Se trata de una espiral que alimenta el odio y garantiza que la paz sea cada vez más difícil de alcanzar. Un pueblo que crece entre ruinas y tumbas difícilmente podrá reconciliarse con quien identifica como su verdugo. Y del lado israelí, una sociedad que vive bajo la amenaza constante de cohetes y atentados tampoco está dispuesta a ceder en su obsesión por la seguridad. Dos traumas enfrentados se retroalimentan, creando una cadena de resentimiento que parece interminable.

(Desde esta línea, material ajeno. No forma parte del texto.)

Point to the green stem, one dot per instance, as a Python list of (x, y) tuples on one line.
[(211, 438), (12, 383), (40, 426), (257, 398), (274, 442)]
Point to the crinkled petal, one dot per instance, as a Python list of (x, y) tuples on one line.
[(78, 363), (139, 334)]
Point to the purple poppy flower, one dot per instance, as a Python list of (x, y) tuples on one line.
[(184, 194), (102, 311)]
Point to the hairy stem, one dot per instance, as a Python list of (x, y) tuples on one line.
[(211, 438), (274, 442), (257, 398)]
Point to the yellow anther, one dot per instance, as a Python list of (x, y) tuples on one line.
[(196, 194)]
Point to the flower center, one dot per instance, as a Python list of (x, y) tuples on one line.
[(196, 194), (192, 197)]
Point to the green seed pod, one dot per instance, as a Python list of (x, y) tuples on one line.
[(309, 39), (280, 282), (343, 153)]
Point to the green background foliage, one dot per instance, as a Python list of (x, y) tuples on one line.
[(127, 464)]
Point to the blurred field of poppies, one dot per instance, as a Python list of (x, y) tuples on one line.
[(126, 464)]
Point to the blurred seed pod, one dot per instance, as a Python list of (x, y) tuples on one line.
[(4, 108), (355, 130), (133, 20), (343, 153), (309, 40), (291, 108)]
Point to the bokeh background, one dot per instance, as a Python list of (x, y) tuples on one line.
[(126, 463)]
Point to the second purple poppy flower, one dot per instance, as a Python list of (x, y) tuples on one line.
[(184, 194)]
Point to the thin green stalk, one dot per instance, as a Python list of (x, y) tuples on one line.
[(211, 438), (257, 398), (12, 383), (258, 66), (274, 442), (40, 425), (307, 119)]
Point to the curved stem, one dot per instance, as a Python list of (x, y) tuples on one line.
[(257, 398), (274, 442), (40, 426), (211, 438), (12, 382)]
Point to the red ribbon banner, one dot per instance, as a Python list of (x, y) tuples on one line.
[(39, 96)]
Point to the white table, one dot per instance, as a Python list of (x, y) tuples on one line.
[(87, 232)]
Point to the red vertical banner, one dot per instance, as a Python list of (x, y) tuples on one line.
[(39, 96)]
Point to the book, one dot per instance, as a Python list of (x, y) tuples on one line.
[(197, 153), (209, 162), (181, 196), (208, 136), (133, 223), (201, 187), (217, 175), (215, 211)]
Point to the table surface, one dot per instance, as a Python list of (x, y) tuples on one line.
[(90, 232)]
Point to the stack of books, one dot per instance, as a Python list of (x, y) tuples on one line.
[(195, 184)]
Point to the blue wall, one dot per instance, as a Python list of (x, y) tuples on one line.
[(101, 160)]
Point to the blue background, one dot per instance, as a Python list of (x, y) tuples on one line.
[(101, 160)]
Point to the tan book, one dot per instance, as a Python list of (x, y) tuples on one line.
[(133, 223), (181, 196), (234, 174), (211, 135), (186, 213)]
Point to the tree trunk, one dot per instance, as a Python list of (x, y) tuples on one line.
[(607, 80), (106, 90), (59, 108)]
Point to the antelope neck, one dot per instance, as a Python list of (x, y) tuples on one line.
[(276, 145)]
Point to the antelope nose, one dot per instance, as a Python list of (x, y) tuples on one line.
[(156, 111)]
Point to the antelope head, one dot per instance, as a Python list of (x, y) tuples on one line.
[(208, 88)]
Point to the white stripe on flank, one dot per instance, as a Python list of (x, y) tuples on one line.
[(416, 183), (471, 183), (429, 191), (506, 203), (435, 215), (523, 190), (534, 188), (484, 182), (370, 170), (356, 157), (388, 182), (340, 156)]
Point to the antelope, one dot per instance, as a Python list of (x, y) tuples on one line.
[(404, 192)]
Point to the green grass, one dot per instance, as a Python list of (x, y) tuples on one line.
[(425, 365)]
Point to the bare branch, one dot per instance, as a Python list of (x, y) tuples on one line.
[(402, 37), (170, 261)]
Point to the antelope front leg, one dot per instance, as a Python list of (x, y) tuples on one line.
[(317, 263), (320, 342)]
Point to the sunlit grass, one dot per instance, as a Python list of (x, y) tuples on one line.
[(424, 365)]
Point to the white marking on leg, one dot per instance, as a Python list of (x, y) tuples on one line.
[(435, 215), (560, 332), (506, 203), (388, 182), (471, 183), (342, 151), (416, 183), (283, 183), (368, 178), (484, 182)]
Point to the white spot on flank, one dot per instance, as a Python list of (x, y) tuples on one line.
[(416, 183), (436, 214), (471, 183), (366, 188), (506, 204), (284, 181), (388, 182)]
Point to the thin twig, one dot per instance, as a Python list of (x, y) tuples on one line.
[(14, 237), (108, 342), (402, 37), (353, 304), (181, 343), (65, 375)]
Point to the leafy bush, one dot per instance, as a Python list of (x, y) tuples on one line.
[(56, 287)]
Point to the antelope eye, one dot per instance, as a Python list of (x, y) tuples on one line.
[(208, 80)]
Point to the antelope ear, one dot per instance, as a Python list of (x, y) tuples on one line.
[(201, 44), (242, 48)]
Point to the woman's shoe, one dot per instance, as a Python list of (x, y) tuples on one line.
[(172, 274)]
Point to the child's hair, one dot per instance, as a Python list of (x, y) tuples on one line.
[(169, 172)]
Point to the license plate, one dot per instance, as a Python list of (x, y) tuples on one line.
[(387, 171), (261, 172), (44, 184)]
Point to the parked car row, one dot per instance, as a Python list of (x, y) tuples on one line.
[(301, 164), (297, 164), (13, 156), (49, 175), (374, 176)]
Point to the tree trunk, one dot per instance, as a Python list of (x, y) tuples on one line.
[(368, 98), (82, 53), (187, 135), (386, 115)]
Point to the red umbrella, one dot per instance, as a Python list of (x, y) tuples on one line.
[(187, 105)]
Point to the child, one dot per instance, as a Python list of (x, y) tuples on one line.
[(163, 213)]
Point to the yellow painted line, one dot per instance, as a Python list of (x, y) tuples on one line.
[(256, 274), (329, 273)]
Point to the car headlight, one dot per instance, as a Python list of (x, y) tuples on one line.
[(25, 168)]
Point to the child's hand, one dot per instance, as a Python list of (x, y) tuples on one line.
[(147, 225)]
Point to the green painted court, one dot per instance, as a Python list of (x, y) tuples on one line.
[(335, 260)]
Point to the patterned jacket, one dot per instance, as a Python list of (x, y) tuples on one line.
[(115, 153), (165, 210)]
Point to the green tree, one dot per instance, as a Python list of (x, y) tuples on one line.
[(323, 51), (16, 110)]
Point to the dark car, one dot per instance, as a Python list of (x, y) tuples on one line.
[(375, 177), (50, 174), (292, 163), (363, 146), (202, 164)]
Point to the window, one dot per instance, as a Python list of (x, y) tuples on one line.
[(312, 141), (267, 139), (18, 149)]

Plantear hoy un camino hacia la paz suena ilusorio. Sin embargo, es precisamente en medio del horror cuando más urgente se vuelve la búsqueda de soluciones. Los acuerdos de Oslo quedaron en el pasado, la propuesta de dos Estados parece un espejismo y los líderes actuales de ambas partes carecen de visión o voluntad real de reconciliación. Pero si algo ha demostrado la historia es que ninguna guerra es eterna y que, tarde o temprano, la política se impone a la violencia.

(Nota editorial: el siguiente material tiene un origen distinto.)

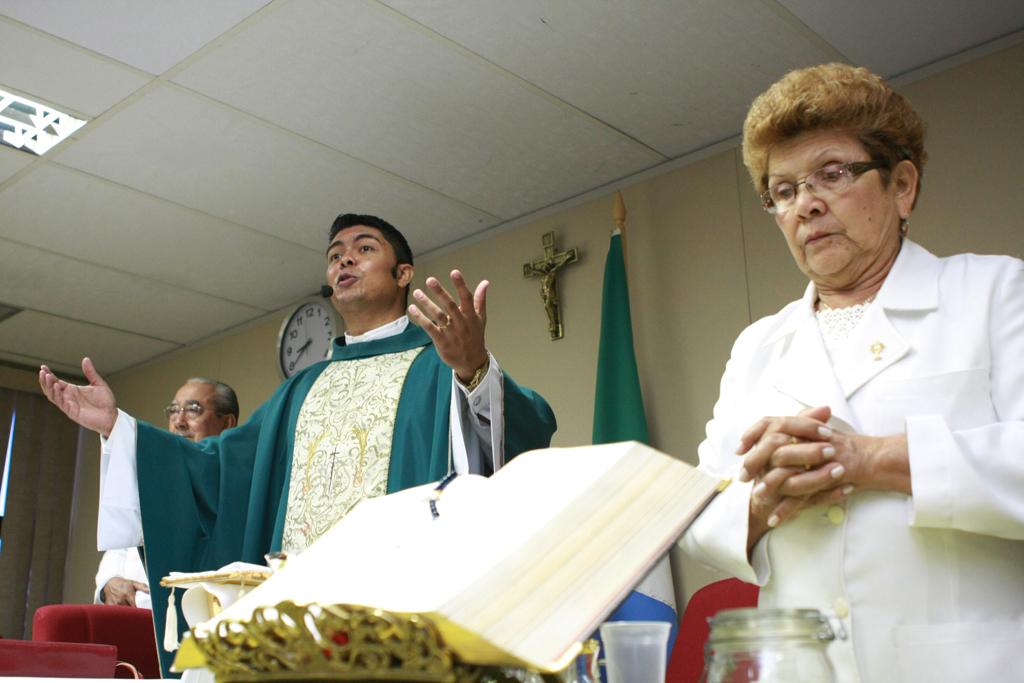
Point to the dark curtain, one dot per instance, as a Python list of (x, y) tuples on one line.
[(39, 498)]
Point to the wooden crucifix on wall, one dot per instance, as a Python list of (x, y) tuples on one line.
[(547, 268)]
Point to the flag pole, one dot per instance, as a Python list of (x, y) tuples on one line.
[(619, 218)]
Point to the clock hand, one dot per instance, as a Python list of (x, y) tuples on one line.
[(302, 349)]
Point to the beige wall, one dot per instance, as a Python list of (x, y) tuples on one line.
[(704, 261)]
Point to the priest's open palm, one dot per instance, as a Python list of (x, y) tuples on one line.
[(455, 326), (91, 406)]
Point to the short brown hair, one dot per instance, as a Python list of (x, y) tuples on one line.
[(837, 97)]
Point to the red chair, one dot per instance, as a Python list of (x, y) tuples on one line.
[(29, 657), (130, 629), (687, 655)]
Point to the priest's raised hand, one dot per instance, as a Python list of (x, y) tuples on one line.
[(92, 406), (455, 326)]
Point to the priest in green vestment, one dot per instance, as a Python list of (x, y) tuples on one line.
[(397, 406)]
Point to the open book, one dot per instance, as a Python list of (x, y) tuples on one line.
[(518, 568)]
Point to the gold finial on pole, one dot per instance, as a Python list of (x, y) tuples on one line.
[(619, 218)]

La comunidad internacional tendría que asumir con seriedad el costo de su inacción. No basta con enviar ayuda humanitaria o condenar con palabras lo que ocurre: se requiere presión diplomática sostenida, condicionamiento de apoyos militares y económicos, y un esfuerzo real de mediación que recupere la confianza perdida. Mientras tanto, cada día de ofensiva en Gaza significa decenas de muertos más, miles de desplazados adicionales y un retroceso profundo en cualquier expectativa de paz.
Lo que sucede hoy en Gaza no es un problema lejano ni exclusivo de israelíes y palestinos. Es una advertencia global sobre los riesgos de normalizar la violencia, de aceptar como inevitables los bombardeos sobre ciudades habitadas, de resignarse a la impotencia de los organismos internacionales. El Medio Oriente es un polvorín que puede encenderse con facilidad y cuyas llamas alcanzarían a muchos más actores regionales y mundiales.
El costo humano y moral de esta ofensiva ya es demasiado alto. Cada bomba que destruye un hospital, cada niño que muere bajo los escombros, cada familia que huye con lo poco que le queda, es una herida abierta en la conciencia del mundo. Gaza es hoy el infierno en la tierra, pero también es el espejo donde se refleja nuestra incapacidad de evitar que la historia de la barbarie se repita.